A legislação, de autoria do deputado Dr. Eugênio, foi criada após o afogamento de dois policiais militares durante fiscalização ambiental realizada no ano de dois mil e vinte quatro.
A norma determina que policiais militares e civis utilizem obrigatoriamente o equipamento de proteção individual em operações realizadas em rios, lagos e lagoas em todo estado.
O colete balístico exigido deve possuir flutuabilidade positiva, garantindo que o agente permaneça na superfície da água, conforme especificações técnicas estabelecidas em portaria oficial vigente.
A medida impacta diretamente a rotina de operações ambientais e de fiscalização, ampliando a segurança dos profissionais que atuam em áreas de difícil acesso e risco elevado.

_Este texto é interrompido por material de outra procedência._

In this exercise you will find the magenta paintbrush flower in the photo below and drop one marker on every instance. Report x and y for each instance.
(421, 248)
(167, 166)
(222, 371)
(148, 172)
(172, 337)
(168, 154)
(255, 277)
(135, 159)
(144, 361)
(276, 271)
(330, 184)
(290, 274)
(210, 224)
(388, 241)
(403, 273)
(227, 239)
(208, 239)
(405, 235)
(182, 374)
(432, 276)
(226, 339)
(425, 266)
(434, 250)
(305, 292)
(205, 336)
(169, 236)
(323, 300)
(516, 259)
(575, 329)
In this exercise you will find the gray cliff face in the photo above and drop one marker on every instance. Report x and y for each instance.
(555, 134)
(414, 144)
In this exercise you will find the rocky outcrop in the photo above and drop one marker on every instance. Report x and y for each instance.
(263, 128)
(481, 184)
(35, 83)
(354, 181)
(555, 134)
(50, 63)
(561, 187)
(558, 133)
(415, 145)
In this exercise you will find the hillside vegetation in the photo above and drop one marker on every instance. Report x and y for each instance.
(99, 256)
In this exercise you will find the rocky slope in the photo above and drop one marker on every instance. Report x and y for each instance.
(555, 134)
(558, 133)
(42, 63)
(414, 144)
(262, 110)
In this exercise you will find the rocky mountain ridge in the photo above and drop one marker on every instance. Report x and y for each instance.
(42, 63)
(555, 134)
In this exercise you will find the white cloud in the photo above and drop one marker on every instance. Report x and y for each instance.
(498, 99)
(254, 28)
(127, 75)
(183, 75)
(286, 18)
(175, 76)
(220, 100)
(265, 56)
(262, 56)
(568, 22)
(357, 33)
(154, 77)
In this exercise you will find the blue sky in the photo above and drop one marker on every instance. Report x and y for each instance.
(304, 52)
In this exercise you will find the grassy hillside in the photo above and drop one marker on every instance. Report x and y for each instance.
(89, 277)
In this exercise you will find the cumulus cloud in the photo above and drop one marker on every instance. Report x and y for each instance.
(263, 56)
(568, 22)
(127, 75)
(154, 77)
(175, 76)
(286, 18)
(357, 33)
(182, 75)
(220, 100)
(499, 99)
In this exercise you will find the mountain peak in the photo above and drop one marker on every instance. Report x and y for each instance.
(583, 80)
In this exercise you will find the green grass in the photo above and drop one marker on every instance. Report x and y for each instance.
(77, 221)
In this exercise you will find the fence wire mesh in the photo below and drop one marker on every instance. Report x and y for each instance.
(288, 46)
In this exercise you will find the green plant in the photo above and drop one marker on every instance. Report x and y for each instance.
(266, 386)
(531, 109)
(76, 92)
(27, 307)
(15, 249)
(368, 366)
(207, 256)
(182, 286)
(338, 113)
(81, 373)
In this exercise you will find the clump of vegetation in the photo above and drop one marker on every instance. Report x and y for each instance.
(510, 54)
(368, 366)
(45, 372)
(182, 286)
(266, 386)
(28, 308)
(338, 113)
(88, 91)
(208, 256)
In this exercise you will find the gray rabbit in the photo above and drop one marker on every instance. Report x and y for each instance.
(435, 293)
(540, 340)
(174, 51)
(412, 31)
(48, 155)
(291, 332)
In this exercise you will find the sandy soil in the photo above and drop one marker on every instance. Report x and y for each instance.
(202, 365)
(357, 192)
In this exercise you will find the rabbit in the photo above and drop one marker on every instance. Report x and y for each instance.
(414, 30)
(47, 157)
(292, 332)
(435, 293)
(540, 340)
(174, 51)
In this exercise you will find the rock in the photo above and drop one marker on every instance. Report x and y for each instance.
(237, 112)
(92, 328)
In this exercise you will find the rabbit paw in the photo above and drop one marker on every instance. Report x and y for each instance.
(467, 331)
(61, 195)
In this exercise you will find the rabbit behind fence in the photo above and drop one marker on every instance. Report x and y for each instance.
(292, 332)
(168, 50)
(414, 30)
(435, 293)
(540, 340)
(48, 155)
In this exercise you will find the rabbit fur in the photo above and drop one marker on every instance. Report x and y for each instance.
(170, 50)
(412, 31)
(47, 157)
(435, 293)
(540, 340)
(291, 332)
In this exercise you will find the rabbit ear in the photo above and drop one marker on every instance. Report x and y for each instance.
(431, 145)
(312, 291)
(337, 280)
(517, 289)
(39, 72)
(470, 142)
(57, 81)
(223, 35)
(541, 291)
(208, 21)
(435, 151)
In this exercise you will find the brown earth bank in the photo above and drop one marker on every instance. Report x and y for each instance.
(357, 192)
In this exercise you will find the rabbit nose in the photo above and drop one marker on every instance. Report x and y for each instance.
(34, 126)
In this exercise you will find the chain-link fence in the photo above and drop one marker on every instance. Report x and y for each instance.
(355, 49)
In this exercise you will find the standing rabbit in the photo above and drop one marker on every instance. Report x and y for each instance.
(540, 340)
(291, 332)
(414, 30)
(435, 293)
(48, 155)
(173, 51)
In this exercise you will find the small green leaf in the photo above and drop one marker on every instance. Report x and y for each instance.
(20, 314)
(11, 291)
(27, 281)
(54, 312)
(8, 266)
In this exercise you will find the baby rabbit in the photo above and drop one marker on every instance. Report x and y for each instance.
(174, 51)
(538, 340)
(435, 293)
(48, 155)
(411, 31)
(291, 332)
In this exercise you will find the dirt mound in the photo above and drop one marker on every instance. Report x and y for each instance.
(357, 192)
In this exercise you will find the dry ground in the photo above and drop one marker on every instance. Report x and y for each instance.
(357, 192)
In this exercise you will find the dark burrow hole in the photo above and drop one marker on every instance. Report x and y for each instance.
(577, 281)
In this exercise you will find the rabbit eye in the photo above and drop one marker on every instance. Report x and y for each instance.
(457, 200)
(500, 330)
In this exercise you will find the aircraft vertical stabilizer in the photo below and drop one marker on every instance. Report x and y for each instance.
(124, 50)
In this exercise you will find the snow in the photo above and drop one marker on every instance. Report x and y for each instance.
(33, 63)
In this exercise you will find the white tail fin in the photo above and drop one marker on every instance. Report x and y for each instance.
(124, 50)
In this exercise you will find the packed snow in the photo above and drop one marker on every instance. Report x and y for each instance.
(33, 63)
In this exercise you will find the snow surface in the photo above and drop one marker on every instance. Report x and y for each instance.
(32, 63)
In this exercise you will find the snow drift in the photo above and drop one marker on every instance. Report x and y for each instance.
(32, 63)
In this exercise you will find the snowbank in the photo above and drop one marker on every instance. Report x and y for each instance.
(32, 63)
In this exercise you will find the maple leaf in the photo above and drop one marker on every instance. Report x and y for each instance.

Segundo o autor da lei, a iniciativa busca preservar vidas e garantir melhores condições de trabalho aos agentes da segurança pública em todo território mato-grossense.
O parlamentar destacou que a norma atende demanda antiga e responde à necessidade de proteção após episódios que evidenciaram falhas na segurança durante operações em ambientes aquáticos.
O caso que motivou a lei ocorreu no Rio das Mortes, quando dois policiais desapareceram após naufrágio de embarcação durante fiscalização ambiental em região do interior.
A nova legislação é considerada inédita no Brasil, pois estabelece obrigatoriedade específica para uso de colete balístico flutuante em operações policiais sobre a água.
Com a sanção, o Estado passa a adotar medida preventiva que pode evitar novas tragédias, reforçando a proteção dos agentes e ampliando a segurança nas operações.